150000(1+r)^360=Payment*[(1+r)^360-1]/r

or

Monthly Payment = $805.23

The rule of 78 assumes the borrower owes all the interest at the start, so together with the principal, the borrower owes:

805.23*360=$289883.68

meaning the finance charges are

$289883.68-150000=139883.68 over 360 payments.

The finance charge (fixed interest charge) is subdivided into 360 unit for the first month, 359 units for the second, .... 1 unit for the last month for a total of 64980 units.

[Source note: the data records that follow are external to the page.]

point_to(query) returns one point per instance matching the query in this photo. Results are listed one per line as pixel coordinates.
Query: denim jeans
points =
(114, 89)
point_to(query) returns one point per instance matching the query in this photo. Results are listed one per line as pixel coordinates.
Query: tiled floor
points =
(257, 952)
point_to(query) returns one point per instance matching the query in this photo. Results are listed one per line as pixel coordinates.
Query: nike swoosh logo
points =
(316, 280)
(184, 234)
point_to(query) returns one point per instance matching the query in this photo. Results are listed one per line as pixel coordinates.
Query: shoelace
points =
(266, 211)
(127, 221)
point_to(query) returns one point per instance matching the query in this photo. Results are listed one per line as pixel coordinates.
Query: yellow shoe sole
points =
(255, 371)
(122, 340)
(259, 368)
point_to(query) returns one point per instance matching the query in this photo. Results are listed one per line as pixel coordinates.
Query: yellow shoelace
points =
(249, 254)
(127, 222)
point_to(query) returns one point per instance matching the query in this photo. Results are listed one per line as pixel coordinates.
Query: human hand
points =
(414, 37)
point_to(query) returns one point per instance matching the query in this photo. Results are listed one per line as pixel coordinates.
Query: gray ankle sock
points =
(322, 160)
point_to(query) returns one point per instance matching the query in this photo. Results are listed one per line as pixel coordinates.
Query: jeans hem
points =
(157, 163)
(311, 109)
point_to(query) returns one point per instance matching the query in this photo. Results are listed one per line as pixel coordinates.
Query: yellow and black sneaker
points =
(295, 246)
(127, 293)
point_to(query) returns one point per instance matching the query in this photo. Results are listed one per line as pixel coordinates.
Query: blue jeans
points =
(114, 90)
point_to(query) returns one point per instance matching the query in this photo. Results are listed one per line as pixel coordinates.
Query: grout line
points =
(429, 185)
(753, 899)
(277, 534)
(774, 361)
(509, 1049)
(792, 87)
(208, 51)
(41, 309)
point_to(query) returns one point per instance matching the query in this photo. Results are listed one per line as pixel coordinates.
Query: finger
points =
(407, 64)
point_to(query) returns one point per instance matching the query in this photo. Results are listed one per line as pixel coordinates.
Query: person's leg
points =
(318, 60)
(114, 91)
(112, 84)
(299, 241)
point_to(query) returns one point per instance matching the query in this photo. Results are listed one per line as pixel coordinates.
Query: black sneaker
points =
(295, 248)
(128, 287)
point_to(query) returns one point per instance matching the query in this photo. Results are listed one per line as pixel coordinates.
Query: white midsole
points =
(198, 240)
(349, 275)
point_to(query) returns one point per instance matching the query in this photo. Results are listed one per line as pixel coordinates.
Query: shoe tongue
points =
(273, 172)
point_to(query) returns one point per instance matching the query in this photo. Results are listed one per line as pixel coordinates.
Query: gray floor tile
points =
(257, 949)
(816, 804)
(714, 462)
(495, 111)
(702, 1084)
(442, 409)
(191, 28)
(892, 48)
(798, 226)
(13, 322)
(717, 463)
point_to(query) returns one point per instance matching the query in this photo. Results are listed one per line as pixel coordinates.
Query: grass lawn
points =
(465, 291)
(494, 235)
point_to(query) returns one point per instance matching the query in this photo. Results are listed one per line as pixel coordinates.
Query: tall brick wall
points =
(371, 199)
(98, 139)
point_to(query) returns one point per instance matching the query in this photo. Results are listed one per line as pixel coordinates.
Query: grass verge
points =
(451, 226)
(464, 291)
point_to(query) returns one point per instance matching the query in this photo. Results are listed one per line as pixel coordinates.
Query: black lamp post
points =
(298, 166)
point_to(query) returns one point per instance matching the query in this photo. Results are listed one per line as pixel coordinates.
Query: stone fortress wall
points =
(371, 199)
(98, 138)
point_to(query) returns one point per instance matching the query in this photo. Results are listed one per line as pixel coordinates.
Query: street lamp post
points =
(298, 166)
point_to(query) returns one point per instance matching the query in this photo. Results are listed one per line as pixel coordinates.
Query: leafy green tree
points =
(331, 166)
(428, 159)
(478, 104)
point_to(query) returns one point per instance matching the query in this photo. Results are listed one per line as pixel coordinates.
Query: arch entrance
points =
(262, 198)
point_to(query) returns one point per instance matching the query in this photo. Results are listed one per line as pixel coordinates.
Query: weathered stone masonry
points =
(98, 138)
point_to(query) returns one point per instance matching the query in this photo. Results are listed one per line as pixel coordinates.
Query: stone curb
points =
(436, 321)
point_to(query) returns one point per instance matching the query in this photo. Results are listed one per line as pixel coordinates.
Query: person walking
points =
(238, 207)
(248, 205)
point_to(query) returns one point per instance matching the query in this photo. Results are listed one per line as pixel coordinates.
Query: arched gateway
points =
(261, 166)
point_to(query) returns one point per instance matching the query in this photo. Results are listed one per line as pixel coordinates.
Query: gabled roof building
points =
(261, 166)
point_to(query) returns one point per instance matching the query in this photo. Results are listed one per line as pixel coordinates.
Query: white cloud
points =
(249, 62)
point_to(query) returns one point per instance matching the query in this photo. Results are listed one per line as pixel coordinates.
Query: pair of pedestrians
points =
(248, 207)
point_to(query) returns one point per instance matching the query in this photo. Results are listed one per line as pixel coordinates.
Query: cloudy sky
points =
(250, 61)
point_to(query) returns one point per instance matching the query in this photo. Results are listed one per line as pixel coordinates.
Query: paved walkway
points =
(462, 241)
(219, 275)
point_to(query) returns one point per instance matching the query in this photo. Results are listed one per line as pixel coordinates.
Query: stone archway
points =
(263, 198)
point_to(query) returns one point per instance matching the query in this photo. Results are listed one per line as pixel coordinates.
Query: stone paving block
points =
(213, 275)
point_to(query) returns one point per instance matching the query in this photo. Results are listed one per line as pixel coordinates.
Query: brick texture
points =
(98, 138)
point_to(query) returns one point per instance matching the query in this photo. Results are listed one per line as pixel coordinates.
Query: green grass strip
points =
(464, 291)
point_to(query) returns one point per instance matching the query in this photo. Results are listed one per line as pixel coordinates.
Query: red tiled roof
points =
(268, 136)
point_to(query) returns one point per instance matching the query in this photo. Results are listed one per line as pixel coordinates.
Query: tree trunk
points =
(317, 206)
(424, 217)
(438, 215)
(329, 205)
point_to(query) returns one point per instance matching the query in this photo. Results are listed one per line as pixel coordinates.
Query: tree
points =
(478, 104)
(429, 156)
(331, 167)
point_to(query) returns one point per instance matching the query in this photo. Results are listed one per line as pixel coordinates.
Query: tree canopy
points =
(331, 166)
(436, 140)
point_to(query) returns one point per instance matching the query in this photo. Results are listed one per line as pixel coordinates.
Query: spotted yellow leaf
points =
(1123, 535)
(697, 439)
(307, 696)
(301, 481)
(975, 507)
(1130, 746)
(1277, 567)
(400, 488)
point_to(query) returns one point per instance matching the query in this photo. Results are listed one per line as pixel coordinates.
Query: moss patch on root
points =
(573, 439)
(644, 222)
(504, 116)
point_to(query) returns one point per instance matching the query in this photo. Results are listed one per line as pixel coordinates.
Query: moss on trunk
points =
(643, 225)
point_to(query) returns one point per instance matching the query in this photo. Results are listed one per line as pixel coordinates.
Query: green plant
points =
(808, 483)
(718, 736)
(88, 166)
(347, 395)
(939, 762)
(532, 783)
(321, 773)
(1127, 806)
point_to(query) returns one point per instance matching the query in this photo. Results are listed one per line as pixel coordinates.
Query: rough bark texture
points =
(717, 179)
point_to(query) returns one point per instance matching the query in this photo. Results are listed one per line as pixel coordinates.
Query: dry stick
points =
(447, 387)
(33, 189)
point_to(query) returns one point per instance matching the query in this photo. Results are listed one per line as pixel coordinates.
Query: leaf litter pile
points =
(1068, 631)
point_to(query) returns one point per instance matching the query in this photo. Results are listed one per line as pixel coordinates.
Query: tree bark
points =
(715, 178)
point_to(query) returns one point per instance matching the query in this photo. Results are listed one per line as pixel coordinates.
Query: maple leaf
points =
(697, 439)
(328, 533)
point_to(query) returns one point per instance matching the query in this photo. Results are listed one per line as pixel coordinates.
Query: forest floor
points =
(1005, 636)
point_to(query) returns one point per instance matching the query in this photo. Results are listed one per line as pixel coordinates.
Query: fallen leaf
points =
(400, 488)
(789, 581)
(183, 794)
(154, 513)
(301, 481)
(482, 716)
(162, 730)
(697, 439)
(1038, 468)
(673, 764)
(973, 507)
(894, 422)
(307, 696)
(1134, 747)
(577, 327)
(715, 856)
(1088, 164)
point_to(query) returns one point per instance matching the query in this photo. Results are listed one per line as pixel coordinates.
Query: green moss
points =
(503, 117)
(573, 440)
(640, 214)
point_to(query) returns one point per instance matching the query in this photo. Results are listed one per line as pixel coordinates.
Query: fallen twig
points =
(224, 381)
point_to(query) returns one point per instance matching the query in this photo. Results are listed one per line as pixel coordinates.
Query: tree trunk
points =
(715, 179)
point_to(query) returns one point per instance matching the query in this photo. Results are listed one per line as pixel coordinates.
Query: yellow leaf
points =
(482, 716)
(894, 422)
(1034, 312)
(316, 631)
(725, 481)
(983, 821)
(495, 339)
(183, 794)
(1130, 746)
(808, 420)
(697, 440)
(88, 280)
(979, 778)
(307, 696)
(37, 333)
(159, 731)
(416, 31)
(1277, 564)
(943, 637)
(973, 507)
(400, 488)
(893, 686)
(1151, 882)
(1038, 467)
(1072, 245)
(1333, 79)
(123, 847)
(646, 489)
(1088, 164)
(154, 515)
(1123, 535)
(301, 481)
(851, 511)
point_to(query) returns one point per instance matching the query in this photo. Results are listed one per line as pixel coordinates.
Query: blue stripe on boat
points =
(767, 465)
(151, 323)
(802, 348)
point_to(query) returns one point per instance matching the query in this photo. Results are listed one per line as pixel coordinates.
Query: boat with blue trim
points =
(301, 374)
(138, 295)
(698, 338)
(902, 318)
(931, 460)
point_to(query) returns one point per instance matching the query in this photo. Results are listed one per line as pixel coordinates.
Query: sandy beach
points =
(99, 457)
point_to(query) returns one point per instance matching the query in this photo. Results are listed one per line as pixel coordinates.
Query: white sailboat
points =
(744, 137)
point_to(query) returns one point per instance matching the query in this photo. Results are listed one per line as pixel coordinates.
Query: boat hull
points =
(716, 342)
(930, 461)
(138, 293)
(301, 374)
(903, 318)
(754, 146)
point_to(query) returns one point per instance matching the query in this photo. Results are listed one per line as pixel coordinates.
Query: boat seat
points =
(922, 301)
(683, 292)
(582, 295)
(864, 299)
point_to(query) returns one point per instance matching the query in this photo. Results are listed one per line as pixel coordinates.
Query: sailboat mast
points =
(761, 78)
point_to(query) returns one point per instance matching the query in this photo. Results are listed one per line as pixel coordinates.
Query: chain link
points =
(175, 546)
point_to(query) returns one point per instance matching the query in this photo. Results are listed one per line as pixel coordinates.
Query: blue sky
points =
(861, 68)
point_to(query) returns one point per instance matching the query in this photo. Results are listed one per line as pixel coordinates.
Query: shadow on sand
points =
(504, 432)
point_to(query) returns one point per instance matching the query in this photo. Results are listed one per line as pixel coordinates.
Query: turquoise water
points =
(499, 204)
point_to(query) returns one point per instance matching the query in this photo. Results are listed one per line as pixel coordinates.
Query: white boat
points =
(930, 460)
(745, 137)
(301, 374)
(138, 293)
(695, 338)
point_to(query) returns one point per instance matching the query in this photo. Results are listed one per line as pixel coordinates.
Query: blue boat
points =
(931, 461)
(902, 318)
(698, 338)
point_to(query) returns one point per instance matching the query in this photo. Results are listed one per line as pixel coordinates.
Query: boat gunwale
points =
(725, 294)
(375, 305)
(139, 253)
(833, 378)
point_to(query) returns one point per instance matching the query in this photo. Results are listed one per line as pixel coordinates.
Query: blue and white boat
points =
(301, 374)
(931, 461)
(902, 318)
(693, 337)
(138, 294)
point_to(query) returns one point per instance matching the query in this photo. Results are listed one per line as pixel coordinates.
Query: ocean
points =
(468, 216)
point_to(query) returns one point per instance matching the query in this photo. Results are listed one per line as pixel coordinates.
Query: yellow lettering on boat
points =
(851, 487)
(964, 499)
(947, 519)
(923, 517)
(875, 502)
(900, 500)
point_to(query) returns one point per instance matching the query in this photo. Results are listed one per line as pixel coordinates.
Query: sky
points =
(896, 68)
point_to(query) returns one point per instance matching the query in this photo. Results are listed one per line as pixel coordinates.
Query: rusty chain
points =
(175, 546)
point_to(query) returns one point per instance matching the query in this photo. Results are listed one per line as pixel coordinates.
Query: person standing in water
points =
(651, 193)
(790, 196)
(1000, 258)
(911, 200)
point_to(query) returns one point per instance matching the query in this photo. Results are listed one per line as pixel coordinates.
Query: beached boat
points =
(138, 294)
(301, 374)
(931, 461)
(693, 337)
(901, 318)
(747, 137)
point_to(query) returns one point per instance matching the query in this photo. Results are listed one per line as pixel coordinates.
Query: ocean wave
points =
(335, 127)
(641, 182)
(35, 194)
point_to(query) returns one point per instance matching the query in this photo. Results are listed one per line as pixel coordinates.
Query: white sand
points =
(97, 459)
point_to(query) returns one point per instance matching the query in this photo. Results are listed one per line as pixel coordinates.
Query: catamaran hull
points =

So if the loan is prepaid after 10 years, the "refund" of the interest is the number of units left for the next 20 years, 1+2+...+240=28920 units, or

$139883*(28920)/64980=62256.63

So the borrower will have to pay, after 10 years of monthly payments of 805.23, the remaining principal of 100000 + remaining interest of 139883.68-62256.63

=77627.05 for a total of 177627.05 to pay off the mortgage.

So the borrower will have paid

120*805.23+100000+77627.05

=274254.65

for the initial borrowed sum of 150000 (instead of 289883.68 if he had paid over 30 years).

This method of calculation was to simplify calculations before calculators and computers were available, and benefits the lender by penalizing pre-payments, and also making the borrower owe all the interest (called finance charges) as soon as the load is made. According to Wikipedia, this method of calculation is prohibited in the US for mortgages and loans over 61 months.

The unpaid principal balance is a fair method by which all payments are applied to the current interest, and the remainder to reduce the principal.

The amount remaining to pay off the mortgage after 10 years would be (r=0.004166...)

150000(1+r)^120-(805.2324342)((1+r)^120-1)/r

=122013.10

This is considerably less than the rule of 78.